Mission Coalition has once again planned the annual Way of the Cross Walk on Friday (Good Friday) for residents to participate in the 14 stations of the cross during Easter weekend.

Starting at St. Stephen’s Episcopal Church, 223 E. Fourth St. N., at noon, “humanity” along with the cross will travel through seven centrally located churches experiencing two stations of the cross at each stop before concluding at the First Christian Church.

First Presbyterian Church, United Presbyterian Church, First United Methodist Church and Congregational United Church of Christ will host the remaining stops with volunteers from those churches and many more participating in the event.

Mission Coalition is a group of churches in the Newton area.

“We try to do things to serve the community and worship God. Newton is in a unique situation of having a concentration of churches right there close together. It makes it easy to do cooperative things. It became fairly easy to adapt the 14 stations of the cross in the traditional Catholic churches process to the seven churches that are collected close together,” event organizer Linda Curtis-Stolper said. “We do two stations at each church, and it is a wonderful way to take some time to think about what it is that happened on Good Friday and about the walk that Jesus took for all of us.”

The event starts at St. Stephen’s with an introductory reading along with the first two stops followed by a prayer and song before following the cross to the next church. Anyone is invited to participate and the group recognizes that people may have to work and attend at various times.

“We understand that there are going to be some people that get there late and some people that are going to have to leave early, and that is absolutely OK,” Curtis-Stolper said.

The program that is being used is adapted from Clarence Enzler’s “Everyman’s Way of the Cross.” Curtis-Stolper said that idea behind the journey came from followers original pilgrimages to Jerusalem.

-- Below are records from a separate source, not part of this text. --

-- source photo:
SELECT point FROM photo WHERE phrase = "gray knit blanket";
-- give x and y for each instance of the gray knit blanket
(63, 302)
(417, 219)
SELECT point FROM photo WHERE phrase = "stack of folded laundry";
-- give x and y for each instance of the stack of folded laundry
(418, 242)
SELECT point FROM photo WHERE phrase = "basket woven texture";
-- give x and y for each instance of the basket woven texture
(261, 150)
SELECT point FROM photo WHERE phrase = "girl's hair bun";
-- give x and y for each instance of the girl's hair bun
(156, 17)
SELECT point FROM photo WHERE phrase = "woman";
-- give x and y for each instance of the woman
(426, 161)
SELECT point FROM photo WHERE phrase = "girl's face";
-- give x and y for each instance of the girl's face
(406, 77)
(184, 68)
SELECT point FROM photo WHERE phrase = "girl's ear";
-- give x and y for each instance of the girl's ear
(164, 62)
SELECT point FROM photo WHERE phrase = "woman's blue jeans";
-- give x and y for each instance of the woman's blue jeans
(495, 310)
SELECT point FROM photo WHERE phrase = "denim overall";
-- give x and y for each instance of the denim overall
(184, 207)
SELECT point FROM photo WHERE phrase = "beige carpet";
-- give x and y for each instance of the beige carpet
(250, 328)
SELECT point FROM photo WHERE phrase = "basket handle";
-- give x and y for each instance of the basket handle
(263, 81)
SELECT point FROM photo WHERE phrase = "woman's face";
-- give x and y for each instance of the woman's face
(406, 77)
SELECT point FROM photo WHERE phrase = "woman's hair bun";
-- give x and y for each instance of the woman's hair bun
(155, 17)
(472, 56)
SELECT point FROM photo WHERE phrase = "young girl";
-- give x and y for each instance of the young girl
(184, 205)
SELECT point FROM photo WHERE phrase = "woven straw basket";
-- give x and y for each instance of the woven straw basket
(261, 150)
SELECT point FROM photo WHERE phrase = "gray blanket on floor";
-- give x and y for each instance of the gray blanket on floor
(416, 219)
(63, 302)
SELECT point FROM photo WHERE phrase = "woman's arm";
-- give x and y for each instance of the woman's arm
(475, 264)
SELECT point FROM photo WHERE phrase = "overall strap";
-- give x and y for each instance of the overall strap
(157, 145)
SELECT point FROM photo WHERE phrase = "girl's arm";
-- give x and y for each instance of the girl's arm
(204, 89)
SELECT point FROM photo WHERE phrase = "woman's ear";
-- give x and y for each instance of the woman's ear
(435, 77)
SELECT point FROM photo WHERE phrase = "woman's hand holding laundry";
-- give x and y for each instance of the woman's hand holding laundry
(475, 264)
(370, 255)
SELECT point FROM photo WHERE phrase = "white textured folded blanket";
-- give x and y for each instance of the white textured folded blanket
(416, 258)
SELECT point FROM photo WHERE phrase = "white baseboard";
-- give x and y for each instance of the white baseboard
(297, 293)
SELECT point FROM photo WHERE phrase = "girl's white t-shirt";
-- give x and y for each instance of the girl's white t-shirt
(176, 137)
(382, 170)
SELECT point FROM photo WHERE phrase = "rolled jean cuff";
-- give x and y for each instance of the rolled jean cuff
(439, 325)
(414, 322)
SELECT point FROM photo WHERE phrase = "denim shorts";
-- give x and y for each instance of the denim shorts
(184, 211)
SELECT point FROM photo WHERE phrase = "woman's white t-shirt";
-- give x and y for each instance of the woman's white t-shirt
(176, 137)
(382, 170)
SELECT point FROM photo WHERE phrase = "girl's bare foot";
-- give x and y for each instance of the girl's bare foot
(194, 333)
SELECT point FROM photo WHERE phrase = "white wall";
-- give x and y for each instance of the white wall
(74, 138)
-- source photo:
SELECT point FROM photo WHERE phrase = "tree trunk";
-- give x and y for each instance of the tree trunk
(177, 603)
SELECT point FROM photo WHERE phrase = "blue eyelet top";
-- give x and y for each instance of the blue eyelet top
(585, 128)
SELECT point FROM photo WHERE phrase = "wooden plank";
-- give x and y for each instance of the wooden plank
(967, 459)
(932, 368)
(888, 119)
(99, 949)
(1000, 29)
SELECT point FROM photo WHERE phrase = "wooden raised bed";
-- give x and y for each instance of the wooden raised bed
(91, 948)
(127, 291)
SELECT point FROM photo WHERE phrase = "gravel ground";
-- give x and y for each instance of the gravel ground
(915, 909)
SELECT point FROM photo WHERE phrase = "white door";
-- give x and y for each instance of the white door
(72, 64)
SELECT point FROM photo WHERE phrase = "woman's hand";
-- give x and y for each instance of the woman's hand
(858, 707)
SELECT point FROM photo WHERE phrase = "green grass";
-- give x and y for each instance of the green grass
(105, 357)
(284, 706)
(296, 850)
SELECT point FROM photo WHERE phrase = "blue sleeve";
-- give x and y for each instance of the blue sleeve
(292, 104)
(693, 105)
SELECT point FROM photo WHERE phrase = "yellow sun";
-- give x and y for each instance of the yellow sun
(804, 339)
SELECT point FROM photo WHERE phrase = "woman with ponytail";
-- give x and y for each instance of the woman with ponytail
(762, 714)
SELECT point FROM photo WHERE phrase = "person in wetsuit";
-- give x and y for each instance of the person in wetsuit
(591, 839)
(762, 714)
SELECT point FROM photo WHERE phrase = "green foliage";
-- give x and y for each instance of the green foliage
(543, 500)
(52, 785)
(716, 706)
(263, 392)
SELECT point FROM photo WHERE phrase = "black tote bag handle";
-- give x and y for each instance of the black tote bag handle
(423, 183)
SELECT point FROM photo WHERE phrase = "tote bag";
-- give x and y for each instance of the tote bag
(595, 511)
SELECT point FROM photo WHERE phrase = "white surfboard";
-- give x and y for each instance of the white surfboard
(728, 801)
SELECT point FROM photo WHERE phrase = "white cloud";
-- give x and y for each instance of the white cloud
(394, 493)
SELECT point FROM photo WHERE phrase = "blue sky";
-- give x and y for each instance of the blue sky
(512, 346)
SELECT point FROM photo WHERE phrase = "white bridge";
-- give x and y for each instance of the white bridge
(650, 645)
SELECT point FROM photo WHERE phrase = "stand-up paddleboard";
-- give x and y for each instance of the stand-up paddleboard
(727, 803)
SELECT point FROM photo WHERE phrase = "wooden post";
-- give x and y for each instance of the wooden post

“The idea of the way of the cross came from the middle ages and people wanting to make pilgrimages for worship purposes. There aren’t that many people that were able to go to Jerusalem and follow the actual footsteps,” Curtis-Stopler said. “The Franciscans in the 1300s kind of formalized the stops that people could do in Jerusalem. As the order grew they started developing alternate paths that people could follow if they couldn’t go to Jerusalem. That is where the station of the cross came into the Catholic churches.”

Curtis-Stopler said in 1991 Pope John Paul II came up with a different set of 14 stations called the scriptural way of the cross which are all based on scripture. She is currently working on developing a booklet based on the scriptural way to hopefully be used in the future.